In the past the government was fundamentally reliant on its citizens for one simple reason; citizens produced taxable revenue.
That will no longer be the case. Every country will become a petro state on steroids.
I spoke with one of the inventors of bridge recombinases at a dinner a few months ago and (at least according to him), they work in human cells.
I haven’t verified this independently in my lab, but it’s at least one data point.
On a broader note, I find the whole field of gene therapy very confusing. In many cases it seems like there are exceptionally powerful tools that are being ignored in favor of sloppy, dangerous, imprecise alternatives.
Why are we still using lentiviral vectors to insert working copies of genes when we can usually just fix the broken gene using prime editors?
You look at gene therapies like Casgevy for sickle cell and they just make no fucking sense.
Sickle cell is predominantly cause by an adenine to thymine swap at the sixth codon in the HBB gene. Literally one letter change at a very well known spot in one protein.
You’d think this would be a perfect use case for gene editing, right? Just swap out that letter and call it a day!
But no. This is not how Casgevy works. Instead, Casgevy works by essentially flipping a switch to make the body stop producing adult hemoglobin and start producing fetal hemoglobin.
Fetal hemoglobin doesn’t sickle, so this fixes sickle cell. But like… why? Why not just change the letter that’s causing all the problems in the first place?
It’s because they’re using old school Cas9. And old school Cas9 editing is primarily used to break things by chopping them in half and relying on sloppy cellular repair processes like non-homologous end joining to stitch the DNA back together in a half-assed way that breaks whatever protein is being produced.
And that’s exactly what Casgevy does; it uses Cas9 to induce a double stranded break in BCL11A, a zinc finger transcription factor that normally makes the cells produce adult hemoglobin instead of the fetal version. Once BCL11A is broken, the cells start producing fetal hemoglobin again.
But again...
Why?
Prime editors are very good at targeting the base pair swap needed to fix sickle cell. They’ve been around for SIX YEARS. They havery extremely low rates of off-target editing. Their editing efficiency is on-par with that of old-school Cas9. And they have lower rates of insertion and deletion errors near the edit site.
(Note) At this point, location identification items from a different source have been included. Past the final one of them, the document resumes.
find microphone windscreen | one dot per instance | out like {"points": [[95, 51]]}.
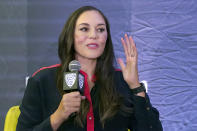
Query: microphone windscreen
{"points": [[74, 66]]}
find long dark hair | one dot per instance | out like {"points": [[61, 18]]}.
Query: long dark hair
{"points": [[109, 101]]}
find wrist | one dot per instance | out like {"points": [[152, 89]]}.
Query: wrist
{"points": [[133, 86], [139, 90]]}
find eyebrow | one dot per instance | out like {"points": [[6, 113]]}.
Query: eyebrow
{"points": [[88, 24]]}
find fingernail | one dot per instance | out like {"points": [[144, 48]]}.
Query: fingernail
{"points": [[83, 97]]}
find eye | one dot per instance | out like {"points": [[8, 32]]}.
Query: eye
{"points": [[101, 29], [84, 29]]}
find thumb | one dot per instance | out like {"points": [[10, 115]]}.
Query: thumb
{"points": [[121, 63]]}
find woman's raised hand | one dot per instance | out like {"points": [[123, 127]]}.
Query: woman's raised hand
{"points": [[130, 70]]}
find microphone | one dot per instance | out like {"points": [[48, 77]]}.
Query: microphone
{"points": [[73, 80]]}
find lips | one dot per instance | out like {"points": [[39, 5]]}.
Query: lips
{"points": [[92, 45]]}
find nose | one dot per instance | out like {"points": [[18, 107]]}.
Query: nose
{"points": [[93, 34]]}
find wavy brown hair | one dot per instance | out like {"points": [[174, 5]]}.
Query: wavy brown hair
{"points": [[109, 100]]}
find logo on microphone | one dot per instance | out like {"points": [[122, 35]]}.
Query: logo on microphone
{"points": [[70, 79], [81, 81]]}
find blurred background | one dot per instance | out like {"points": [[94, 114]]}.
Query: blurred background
{"points": [[165, 32]]}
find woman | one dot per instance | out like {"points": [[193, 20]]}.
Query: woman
{"points": [[112, 100]]}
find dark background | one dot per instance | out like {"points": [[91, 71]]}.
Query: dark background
{"points": [[165, 32]]}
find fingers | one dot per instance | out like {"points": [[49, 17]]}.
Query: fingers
{"points": [[129, 46], [121, 63]]}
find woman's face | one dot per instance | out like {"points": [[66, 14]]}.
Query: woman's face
{"points": [[90, 35]]}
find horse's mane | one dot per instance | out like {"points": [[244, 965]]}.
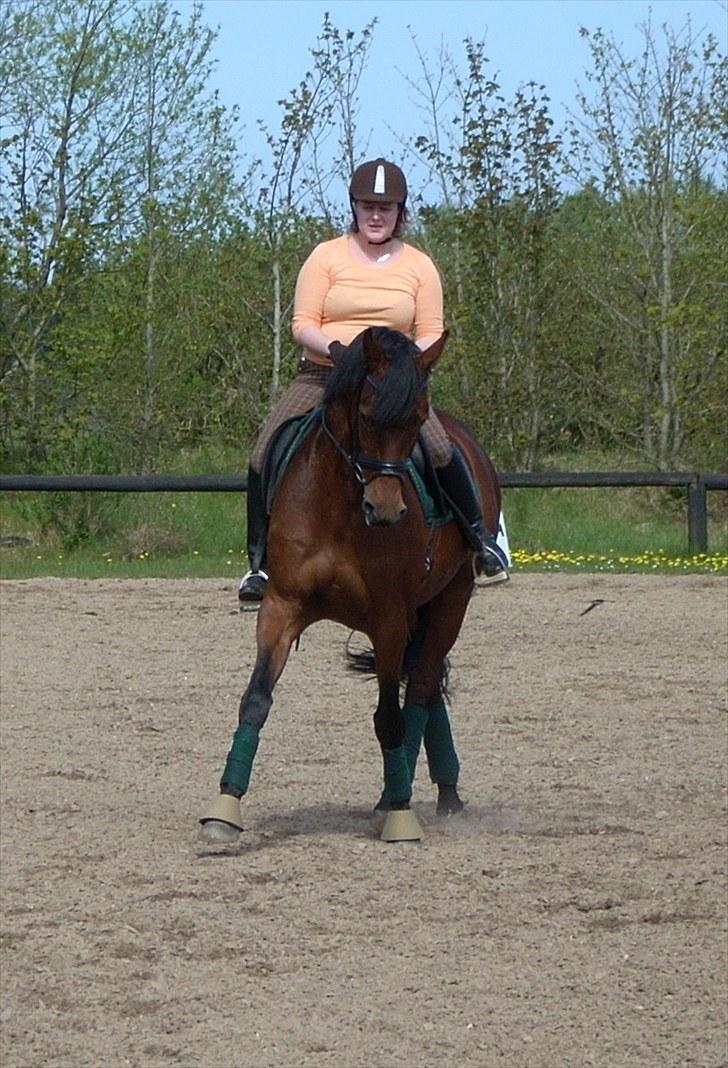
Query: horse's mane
{"points": [[399, 387]]}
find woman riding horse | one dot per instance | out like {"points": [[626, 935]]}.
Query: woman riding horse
{"points": [[353, 539], [368, 277]]}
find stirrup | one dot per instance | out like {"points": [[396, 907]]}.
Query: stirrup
{"points": [[490, 549]]}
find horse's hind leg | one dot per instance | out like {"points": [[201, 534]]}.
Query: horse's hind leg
{"points": [[401, 823], [425, 710], [275, 632]]}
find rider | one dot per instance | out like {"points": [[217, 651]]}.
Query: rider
{"points": [[367, 277]]}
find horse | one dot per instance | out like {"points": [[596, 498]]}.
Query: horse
{"points": [[348, 540]]}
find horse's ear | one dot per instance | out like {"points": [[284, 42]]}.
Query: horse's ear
{"points": [[430, 356], [376, 357]]}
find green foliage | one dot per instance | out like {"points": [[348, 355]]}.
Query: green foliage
{"points": [[146, 288]]}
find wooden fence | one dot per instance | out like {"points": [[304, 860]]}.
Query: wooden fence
{"points": [[695, 485]]}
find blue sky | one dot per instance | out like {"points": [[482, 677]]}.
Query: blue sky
{"points": [[263, 48]]}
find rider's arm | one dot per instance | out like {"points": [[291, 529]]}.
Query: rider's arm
{"points": [[313, 340], [428, 304], [312, 285]]}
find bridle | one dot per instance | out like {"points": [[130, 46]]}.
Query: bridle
{"points": [[357, 460]]}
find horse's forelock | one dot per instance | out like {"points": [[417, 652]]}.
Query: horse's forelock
{"points": [[399, 386]]}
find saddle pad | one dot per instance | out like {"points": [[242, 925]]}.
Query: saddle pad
{"points": [[290, 436]]}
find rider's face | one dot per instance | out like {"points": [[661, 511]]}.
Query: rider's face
{"points": [[376, 219]]}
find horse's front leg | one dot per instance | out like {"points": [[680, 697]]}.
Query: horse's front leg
{"points": [[400, 825], [277, 630]]}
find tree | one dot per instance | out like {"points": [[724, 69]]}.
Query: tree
{"points": [[300, 171], [501, 179], [650, 139], [114, 154]]}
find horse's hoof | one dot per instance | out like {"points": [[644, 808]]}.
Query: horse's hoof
{"points": [[222, 821], [449, 802], [401, 825], [216, 832]]}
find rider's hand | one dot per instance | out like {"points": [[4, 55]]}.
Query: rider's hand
{"points": [[335, 349]]}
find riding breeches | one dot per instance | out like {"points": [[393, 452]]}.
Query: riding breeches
{"points": [[306, 391]]}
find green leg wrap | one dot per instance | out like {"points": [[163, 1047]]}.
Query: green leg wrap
{"points": [[415, 720], [441, 756], [397, 782], [240, 757]]}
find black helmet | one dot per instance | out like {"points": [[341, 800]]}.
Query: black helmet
{"points": [[378, 181]]}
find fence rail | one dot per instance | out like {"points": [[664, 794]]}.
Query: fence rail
{"points": [[695, 484]]}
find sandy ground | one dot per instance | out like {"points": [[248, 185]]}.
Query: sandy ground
{"points": [[574, 916]]}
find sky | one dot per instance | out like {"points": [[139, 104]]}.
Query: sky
{"points": [[263, 46]]}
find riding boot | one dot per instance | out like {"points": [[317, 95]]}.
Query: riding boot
{"points": [[253, 584], [459, 487]]}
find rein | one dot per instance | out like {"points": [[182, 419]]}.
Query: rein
{"points": [[359, 460]]}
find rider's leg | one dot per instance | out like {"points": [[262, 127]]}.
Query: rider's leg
{"points": [[253, 584], [304, 393], [459, 486]]}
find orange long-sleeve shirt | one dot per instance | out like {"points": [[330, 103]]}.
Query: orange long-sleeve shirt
{"points": [[341, 295]]}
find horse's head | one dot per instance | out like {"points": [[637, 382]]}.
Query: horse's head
{"points": [[384, 377]]}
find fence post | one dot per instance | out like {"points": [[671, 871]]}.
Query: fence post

So why don’t we just FIX the broken base pair instead of this goofy work-around?
Yet the only thing I can find online about using them for sickle cell is a single line announcement from Beam Therapeutics that vaguely referecing a partnership with prime medicine that MIGHT use them for sickle cell.
This isn’t an isolated incident either. You go to conferences on gene editing and literally 80% of academic research is still using sloppy double strand breaking Cas9 to do editing. It’s like if all the electric car manufacturers decided to use lead acid batteries instead of lithium ion.
It’s just too slow. Everything is too fucking slow. It takes almost a decade to get something from proof of concept to commercial product.
This, more than anything, is why I hope special economic zones like Prospera win. You can take a therapy from animal demonstration to commercial product in less than a year for $500k-$1 mil. If we had something like that in the US there would be literally 10-100x more therapeutics available.
I mean… I think adult gene therapy is great! It can cure diseases and provide treatments that are otherwise impossible. So I think it’s more impactful than heated seats.
It never really got any traction. And I think you’re right about the similarity to eugenics somewhat defeating the purpose.
I think terms like “reproductive freedom” or “reproductive choice” actually get the idea across better anyways since you don’t have to stop and explain the meaning of the word.